A deputada Lídice da Mata enfatizou que o Brasil não pode ignorar o papel que a economia criativa desempenha no crescimento do país. Segundo ela, as regiões do Centro-Oeste, Norte e Nordeste, reconhecidas por seu potencial criativo, devem se beneficiar dos fundos para impulsionar esse setor. “Essas regiões podem e devem participar desse processo de financiamento e promoção”, afirmou durante a sessão.
A deputada Marina Silva (Rede-SP) também se manifestou, ressaltando que a economia criativa proporciona uma nova visão sobre processos produtivos, integrando a arte à economia.
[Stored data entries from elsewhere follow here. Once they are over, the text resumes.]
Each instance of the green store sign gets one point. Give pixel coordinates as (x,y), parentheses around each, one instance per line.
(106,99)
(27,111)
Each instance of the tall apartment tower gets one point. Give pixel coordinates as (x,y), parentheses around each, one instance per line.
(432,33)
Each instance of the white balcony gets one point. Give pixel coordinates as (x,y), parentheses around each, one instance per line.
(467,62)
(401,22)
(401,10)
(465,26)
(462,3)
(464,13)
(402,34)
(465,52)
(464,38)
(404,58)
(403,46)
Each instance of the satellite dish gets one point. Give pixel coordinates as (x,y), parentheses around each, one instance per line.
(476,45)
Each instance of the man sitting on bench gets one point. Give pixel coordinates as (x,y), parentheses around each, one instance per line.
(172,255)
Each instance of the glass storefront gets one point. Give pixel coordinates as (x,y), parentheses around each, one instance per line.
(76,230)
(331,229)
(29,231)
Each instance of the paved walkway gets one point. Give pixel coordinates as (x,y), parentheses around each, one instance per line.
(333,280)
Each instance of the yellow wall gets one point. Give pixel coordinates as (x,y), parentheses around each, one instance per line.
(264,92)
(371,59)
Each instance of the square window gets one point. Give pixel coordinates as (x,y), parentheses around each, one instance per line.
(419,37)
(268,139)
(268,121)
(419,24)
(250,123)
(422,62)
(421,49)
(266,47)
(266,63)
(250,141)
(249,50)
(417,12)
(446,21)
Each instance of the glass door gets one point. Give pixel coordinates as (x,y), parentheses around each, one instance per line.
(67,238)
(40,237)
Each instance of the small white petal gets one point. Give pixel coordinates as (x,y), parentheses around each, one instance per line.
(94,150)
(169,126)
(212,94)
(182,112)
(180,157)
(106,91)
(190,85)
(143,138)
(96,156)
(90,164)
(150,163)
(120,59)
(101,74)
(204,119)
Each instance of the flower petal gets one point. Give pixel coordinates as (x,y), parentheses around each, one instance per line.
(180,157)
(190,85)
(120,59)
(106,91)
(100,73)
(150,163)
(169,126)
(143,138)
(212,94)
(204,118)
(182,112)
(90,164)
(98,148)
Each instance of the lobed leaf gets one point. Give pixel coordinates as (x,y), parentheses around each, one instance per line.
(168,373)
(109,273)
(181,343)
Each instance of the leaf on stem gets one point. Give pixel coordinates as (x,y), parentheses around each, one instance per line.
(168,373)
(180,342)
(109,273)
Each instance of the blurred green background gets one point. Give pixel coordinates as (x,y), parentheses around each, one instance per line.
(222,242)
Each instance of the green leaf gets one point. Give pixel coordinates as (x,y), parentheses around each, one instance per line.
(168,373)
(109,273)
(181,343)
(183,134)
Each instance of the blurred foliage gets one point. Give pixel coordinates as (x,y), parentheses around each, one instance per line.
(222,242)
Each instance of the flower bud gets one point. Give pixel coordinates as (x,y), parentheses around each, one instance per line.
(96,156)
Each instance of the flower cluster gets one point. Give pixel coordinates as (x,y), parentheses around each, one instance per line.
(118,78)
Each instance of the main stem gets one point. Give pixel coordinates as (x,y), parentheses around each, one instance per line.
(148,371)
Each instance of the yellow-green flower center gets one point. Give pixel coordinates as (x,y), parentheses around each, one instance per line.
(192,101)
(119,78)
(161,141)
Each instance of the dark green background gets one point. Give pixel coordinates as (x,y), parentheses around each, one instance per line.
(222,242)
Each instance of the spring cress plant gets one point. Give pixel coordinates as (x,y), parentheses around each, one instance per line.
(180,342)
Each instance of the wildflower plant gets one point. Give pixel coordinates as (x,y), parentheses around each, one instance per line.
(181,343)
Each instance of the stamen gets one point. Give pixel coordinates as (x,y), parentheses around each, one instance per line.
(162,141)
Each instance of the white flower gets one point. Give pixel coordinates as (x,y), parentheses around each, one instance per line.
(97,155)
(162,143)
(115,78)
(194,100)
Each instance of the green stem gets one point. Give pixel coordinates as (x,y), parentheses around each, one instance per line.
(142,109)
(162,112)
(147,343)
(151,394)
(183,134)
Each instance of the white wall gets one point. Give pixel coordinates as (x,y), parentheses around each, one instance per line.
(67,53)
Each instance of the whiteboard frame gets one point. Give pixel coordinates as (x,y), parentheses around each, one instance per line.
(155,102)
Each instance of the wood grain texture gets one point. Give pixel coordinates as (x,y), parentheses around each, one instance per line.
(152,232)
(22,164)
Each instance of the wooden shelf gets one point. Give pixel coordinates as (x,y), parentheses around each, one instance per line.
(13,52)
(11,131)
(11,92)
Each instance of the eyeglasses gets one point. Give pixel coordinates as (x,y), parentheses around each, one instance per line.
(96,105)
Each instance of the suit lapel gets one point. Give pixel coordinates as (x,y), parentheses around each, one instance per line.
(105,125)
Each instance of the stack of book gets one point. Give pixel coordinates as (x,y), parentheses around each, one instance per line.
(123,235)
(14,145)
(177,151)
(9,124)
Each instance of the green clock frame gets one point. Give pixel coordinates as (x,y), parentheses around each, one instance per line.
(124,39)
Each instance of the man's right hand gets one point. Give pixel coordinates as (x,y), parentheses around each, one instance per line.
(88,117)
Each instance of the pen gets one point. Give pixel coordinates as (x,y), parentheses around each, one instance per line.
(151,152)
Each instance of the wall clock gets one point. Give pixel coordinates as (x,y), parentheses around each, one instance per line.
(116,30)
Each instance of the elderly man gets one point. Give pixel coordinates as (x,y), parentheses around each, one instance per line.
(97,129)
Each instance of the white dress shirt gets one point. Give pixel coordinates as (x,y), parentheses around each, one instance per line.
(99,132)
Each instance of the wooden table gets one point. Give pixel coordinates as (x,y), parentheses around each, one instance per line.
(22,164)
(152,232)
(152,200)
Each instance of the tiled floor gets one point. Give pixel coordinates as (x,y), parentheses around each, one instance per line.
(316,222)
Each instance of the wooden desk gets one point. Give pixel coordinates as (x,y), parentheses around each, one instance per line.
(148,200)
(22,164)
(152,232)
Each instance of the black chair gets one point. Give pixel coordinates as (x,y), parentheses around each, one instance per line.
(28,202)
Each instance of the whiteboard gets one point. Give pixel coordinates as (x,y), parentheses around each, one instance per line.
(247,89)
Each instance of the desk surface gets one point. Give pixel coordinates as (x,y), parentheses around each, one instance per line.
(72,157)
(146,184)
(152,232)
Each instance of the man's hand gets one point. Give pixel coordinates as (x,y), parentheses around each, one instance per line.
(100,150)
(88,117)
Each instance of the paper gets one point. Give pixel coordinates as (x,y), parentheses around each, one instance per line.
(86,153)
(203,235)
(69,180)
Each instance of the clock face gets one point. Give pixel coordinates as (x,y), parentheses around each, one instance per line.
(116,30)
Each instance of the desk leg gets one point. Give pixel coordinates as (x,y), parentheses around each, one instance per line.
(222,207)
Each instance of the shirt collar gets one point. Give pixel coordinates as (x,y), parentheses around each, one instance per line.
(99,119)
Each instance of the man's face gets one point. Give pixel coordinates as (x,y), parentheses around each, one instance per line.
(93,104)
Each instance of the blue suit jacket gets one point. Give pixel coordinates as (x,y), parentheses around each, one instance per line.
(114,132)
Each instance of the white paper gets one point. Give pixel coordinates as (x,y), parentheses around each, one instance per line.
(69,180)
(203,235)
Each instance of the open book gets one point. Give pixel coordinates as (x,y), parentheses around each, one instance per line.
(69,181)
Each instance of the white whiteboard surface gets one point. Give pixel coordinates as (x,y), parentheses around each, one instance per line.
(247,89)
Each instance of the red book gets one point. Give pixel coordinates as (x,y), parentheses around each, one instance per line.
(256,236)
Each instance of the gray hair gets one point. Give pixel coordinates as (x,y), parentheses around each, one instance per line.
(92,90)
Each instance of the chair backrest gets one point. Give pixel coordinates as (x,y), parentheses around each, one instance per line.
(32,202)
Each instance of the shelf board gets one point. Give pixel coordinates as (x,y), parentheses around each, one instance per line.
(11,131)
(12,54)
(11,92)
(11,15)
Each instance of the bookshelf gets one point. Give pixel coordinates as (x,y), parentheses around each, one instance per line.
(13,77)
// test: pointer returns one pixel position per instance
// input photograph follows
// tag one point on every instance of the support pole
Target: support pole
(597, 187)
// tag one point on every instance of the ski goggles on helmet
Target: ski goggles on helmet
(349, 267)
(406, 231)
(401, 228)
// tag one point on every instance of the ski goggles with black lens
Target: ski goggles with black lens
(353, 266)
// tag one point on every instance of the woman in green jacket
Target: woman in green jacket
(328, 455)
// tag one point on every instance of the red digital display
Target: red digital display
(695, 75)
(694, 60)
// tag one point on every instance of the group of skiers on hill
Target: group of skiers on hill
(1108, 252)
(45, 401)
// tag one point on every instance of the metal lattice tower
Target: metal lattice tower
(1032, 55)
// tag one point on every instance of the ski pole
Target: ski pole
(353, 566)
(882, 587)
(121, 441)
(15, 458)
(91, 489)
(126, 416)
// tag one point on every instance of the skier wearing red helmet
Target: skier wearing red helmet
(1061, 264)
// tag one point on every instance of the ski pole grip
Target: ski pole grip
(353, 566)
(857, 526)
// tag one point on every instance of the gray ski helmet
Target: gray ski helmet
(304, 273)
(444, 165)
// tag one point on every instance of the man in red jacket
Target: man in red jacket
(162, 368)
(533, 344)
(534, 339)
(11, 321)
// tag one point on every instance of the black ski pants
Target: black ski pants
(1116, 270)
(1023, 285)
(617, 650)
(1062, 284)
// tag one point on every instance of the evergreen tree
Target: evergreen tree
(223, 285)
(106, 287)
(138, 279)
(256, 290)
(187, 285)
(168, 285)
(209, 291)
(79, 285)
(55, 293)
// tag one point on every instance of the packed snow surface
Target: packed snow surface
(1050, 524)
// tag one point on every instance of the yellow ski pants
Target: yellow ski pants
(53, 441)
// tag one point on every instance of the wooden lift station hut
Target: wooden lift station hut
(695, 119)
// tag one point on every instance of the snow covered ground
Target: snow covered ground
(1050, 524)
Para ela, o setor tem um impacto significativo na formação social, econômica e cultural das pessoas, especialmente em um momento de crise de valores. “A economia criativa pode transformar nosso patrimônio cultural em um motor de desenvolvimento social”, destacou.
Por outro lado, o deputado Luiz Lima (PL-RJ) expressou sua preocupação, afirmando que o projeto representa mais uma oportunidade de politização do uso de recursos públicos. Sua declaração adicionou uma camada de controvérsia ao debate, evidenciando a divisão de opiniões sobre a proposta.
Com essa aprovação, o governo brasileiro se aproxima de uma nova era, onde a economia criativa recebe a atenção e os recursos necessários para prosperar, promovendo uma transformação significativa no cenário cultural e econômico do país. A expectativa agora recai sobre o Senado, onde o projeto será analisado e discutido em busca do apoio necessário para se transformar em lei.